Judge Beryl A. Howell threw out the Education Department’s rule narrowing which graduate degrees count as professional for higher loan caps, a ruling that directly affects nursing students in advanced programs. She also stayed the rule pending final resolution of the litigation, leaving the dispute over who gets the larger borrowing limit unresolved for now.
The ruling came late Wednesday night, and the new loan limits are set to take effect on July 1. Under the law passed by Congress last summer, graduate students face a $20,500 annual cap and a $100,000 lifetime cap, while professional students can borrow $50,000 a year and $200,000 total.
Beryl A. Howell and OBBBA
Howell, who sits in the U.S. District Court for the District of Columbia, wrote that the department’s approach was “misguided” and that “Congress could not have been clearer as to the meaning of ‘professional degree.’” Her ruling says the Education Department added criteria that went beyond Congress’s instructions in OBBBA.
OBBBA ended Grad PLUS and forced the department to draw a line between graduate and professional programs before the July 1 deadline. The Education Department chose to treat only 11 degree programs as professional: pharmacy, dentistry, veterinary medicine, chiropractic, law, medicine, optometry, osteopathic medicine, podiatry, theology and clinical psychology. All other programs were placed in the graduate category.

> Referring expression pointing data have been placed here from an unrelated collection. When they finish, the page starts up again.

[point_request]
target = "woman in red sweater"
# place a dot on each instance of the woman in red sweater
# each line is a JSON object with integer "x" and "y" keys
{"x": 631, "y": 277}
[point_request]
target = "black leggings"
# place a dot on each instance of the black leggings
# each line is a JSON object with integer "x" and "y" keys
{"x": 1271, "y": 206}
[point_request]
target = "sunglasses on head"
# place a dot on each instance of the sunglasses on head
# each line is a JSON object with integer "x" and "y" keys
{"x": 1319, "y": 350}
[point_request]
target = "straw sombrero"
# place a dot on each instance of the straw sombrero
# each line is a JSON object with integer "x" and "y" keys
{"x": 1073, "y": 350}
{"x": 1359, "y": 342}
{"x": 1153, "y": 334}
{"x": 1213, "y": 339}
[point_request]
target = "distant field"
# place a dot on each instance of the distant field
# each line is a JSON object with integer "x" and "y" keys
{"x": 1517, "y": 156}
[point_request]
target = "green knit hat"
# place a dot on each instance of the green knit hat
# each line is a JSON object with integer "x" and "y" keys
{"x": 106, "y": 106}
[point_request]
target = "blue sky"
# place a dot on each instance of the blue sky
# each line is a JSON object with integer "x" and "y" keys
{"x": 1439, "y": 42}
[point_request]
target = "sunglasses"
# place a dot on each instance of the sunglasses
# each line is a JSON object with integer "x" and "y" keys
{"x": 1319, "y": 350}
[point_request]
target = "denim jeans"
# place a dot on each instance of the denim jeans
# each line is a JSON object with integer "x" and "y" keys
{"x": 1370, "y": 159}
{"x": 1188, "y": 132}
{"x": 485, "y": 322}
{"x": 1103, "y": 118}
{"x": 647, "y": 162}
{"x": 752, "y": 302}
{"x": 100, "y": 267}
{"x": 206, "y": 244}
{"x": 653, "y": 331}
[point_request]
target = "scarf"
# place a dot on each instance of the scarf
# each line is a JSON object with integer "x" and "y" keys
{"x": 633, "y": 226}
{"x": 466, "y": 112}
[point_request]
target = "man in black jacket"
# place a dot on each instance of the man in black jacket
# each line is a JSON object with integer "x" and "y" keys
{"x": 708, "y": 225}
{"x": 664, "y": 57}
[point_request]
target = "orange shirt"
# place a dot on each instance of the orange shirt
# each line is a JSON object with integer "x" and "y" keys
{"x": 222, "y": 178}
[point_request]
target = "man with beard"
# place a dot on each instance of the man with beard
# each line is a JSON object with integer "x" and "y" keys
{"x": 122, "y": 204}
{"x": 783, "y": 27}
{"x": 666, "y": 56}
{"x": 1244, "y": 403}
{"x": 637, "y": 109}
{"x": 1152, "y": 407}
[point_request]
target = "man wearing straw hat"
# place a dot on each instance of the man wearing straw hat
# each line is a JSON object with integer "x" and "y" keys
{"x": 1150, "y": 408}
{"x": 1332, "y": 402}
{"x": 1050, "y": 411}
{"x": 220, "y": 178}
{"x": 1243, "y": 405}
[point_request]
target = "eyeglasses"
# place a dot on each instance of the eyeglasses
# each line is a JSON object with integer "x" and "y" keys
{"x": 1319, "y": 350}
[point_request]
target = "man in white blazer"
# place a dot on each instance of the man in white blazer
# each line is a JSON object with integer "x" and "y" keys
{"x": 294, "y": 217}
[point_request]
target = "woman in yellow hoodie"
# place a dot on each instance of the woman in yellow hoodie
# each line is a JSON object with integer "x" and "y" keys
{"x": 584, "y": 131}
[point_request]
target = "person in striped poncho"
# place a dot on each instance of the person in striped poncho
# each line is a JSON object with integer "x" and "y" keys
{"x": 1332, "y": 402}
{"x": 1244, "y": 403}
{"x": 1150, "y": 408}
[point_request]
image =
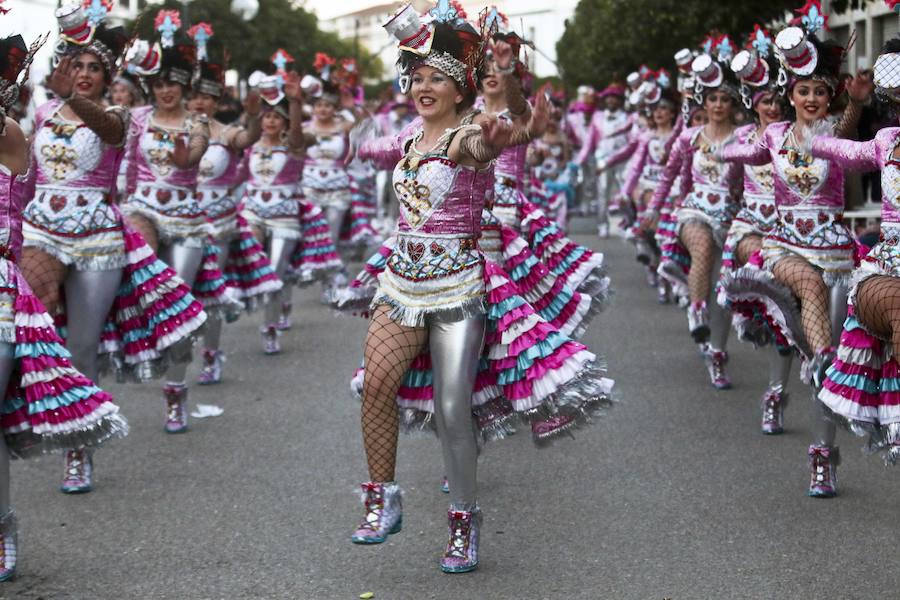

Education Department and 11 programs
The department said in an email to Inside Higher Ed that “this order allows ED to enforce the statutory professional degree definition and loan caps. ED is reviewing the order and will take appropriate action.” That leaves schools and students preparing for July 1 under a court order that removes the department’s narrowing rule, but not the statute itself.
The National Association of Student Financial Aid Administrators said “significant uncertainty remains as the ruling is only a day old. ED has not yet appealed, a path they can pursue, or commented publicly on any plans to issue guidance. For now, institutions should consult their own legal counsel before deciding how to proceed.” For nursing programs that fall outside the department’s 11-program list, the practical question is whether ED will keep that list, revise it or expand the set of programs it treats as professional before the new caps take effect.
July 1 loan caps
Howell’s stay means the fight is not over even after the rule was thrown out. The court has rejected the department’s narrowing definition, but the department can still choose its next step before July 1, and that choice will shape whether students in nursing and other excluded programs face the lower graduate-student cap or a broader professional-student limit.